Op een dag in oktober zei hij plots tegen zijn zoon die rustig een boek zat te lezen: “Omdat ik het zeg, en daarmee uit!” Hij keek streng en hield zijn handen in de heupen, aldus suggererend dat hij niet van zijn mysterieuze standpunt af te brengen was. De zoon liet zijn lectuur zakken en zei op vermoeide toon: “Dat is geen antwoord, pa.”
De man begon het meubilair kort en klein te slaan, en kon pas een half uur later in een dwangbuis gestopt worden. Met loeiende sirene verdween hij aan de einder.
“Hoofdzaak, edelachtbare”, verklaarde Van Coppenolle zelfverzekerd, “was om van die erectie af te geraken.”
Die dag besloot Van Coppenolles advocaat, dat zijn virtuositeit in het gesproken woord beter tot haar recht zou komen als verkoper in een groentenkraam. Het leek hem een enorm rustgevende gedachte, dat selder en prei niet kunnen spreken.

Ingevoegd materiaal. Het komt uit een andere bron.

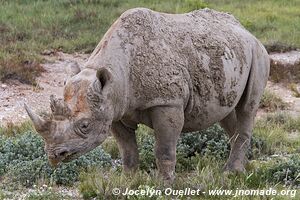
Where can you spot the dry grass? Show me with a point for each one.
(272, 102)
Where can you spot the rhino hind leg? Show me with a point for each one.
(245, 113)
(127, 145)
(167, 123)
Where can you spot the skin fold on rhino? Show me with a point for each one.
(173, 72)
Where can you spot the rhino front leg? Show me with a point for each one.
(167, 123)
(127, 145)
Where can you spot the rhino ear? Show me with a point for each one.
(105, 77)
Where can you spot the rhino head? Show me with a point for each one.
(81, 120)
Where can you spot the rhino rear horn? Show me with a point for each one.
(39, 123)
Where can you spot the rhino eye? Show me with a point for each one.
(84, 126)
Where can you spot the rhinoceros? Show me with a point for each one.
(172, 72)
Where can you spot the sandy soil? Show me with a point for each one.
(13, 94)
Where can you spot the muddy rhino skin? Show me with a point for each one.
(173, 72)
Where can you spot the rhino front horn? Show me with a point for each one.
(38, 122)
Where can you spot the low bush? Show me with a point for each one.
(212, 142)
(24, 162)
(272, 102)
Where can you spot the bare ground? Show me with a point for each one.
(14, 94)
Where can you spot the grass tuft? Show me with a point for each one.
(272, 102)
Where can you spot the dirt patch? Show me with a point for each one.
(14, 94)
(20, 68)
(282, 91)
(285, 67)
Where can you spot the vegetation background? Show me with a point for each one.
(29, 27)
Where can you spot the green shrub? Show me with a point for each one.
(212, 142)
(23, 161)
(286, 171)
(272, 102)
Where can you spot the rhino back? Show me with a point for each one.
(211, 46)
(200, 59)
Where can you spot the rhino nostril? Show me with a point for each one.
(62, 153)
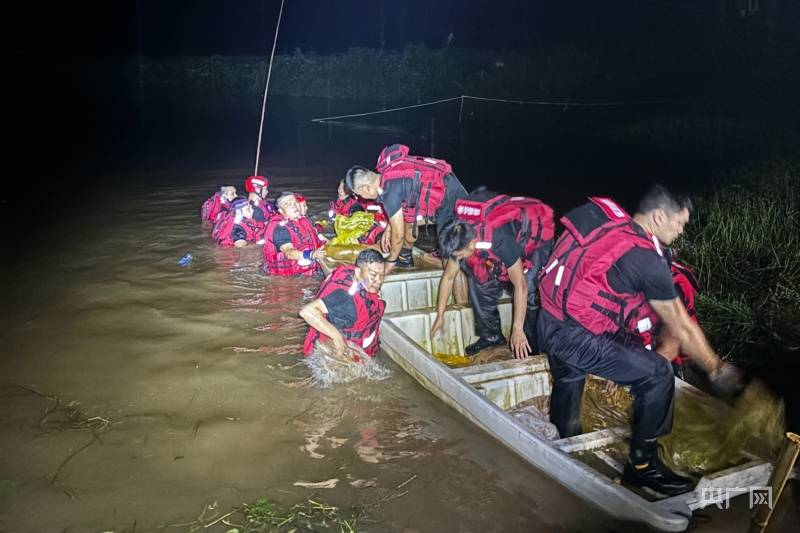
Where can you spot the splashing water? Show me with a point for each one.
(327, 369)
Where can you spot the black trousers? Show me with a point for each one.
(574, 352)
(483, 298)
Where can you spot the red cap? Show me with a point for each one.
(255, 183)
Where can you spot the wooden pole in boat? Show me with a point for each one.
(266, 89)
(780, 475)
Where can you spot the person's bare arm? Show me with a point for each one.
(396, 233)
(314, 314)
(290, 253)
(518, 340)
(687, 333)
(445, 290)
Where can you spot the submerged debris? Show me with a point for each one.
(267, 515)
(705, 437)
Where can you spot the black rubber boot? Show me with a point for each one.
(405, 259)
(645, 469)
(482, 343)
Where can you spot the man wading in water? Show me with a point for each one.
(348, 310)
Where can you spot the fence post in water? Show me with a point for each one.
(780, 474)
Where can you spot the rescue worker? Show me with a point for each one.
(687, 287)
(347, 204)
(605, 275)
(497, 240)
(413, 191)
(348, 310)
(237, 227)
(291, 244)
(257, 190)
(217, 203)
(301, 201)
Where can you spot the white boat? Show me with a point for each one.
(485, 393)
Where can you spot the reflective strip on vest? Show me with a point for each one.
(368, 340)
(559, 274)
(614, 208)
(657, 244)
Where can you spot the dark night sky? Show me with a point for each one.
(170, 27)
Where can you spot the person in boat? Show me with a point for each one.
(219, 202)
(301, 201)
(345, 204)
(413, 191)
(606, 282)
(291, 243)
(237, 227)
(257, 190)
(497, 240)
(348, 310)
(687, 287)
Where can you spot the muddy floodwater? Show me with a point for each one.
(190, 392)
(136, 392)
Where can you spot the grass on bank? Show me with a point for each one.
(744, 241)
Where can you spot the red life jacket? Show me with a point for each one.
(536, 227)
(575, 283)
(369, 311)
(342, 207)
(223, 229)
(687, 285)
(303, 236)
(211, 208)
(428, 189)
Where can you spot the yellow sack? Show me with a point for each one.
(349, 229)
(345, 253)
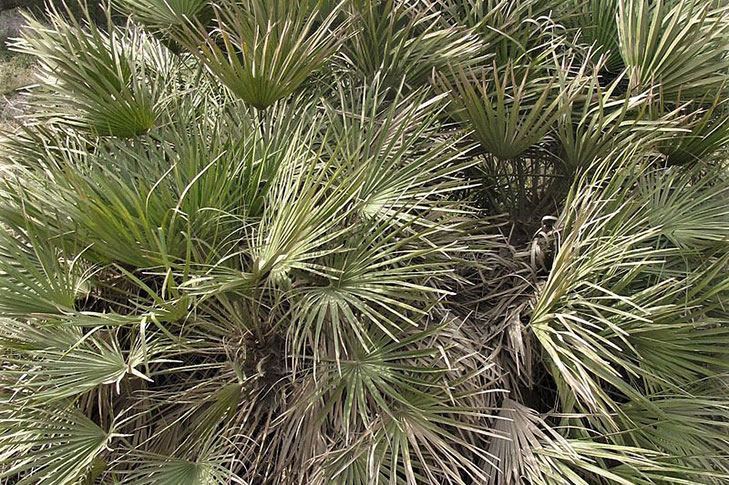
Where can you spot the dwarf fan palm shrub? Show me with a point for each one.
(360, 242)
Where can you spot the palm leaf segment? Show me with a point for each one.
(258, 243)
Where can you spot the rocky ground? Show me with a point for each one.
(15, 69)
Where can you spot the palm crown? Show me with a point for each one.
(368, 242)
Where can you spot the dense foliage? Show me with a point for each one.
(395, 242)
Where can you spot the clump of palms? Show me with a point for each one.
(368, 242)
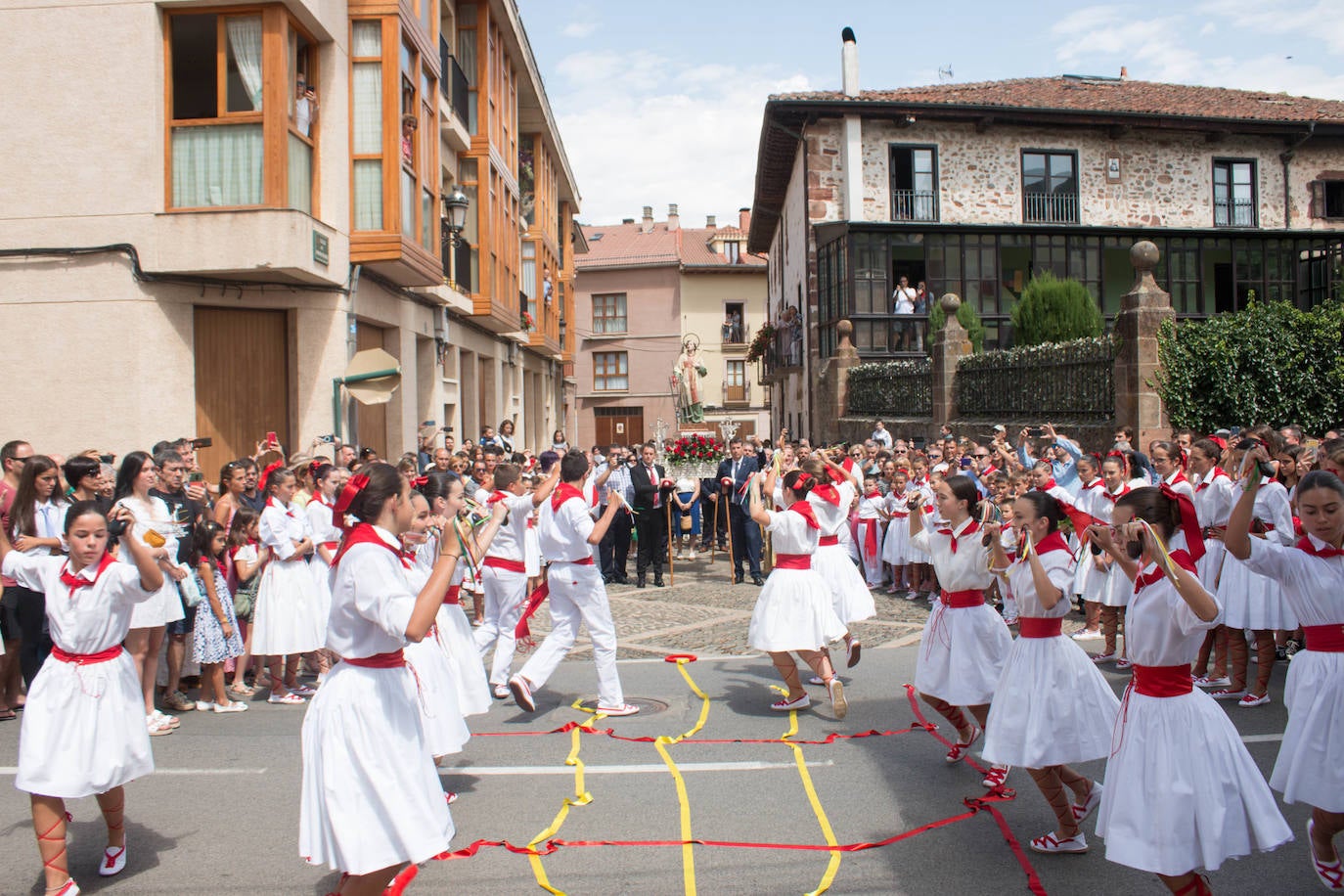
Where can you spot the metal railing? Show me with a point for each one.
(1050, 208)
(915, 204)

Tijdens zijn bijna-doodervaring had Pol de Ranter inderdaad een tunnel gezien met een schitterend licht aan het einde. Er stond echter een slagboom voor, waar hij met zijn gezicht keihard tegenaan knalde, wat nog maar eens bewijst dat sommige mensen gewoon voor het ongeluk geboren zijn.
Fred Stappaerts moest zijn hond laten afmaken. Toen hij voor de laatste maal de versleten leiband nam, vond hij het leven een kwelling en zichzelf een klootzak.
“Het is beter voor het beest”, troostte de dierenarts, “en bovendien zijn er ergere dingen. Neem nu mijn geval: mijn vrouw heeft me vorige week in de steek gelaten.”
Even later stond Fred op straat met zijn leiband, en hij begreep de vrouw van de dierenarts.
Staf kwam boven water op maar liefst 75 kilometer van de plaats waar hij verdronken was.
De reporter keek streng in de camera. “Is er misdadig opzet in het spel”, opperde hij, “of kunnen we voor dit verschijnsel een natuurlijke verklaring vinden? We legden ons probleem voor aan professor De Zwaegheleere van de Gentse universiteit.”
Op zijn beurt fronste De Zwaegheleere alles wat een mens fronsen kan, en na zijn keel geschraapt te hebben begon hij aan zijn analyse. ”We moeten ervan uitgaan dat bij deze kwestie derden betrokken waren”, stelde hij, “temeer daar het slachtoffer verdronk in een visput en bovenkwam in een badkuip.”
Brenda draaide enkele giftige paddenstoelen door de muesli van haar man Bart, maar al wat hij kreeg was een verbazingwekkende diarree.
“Zou de vervaldatum verstreken zijn?”, kreunde hij vanop het toilet. Ondertussen keek Brenda door het raam en zij weende bittere tranen. Zij was een romantische vrouw, en haar droomprins van weleer was een heel gewone Bart gebleken. In haar teleurstelling koos zij voor een dramatisch einde, liever dan dit banale bestaan verder te dragen tot zij beiden zouden uitdoven in wederzijdse onverschilligheid. De gifbeker, motief in talloze liefdesverhalen, was haar enige uitweg.
“Ik schijt mij hier nog eens kapot!”, galmde het door de woonst. Brenda begroef haar hoofd in haar handen.
Wim trok een zwarte vuilniszak over zijn hoofd en voelde zich op een vreemde manier beter.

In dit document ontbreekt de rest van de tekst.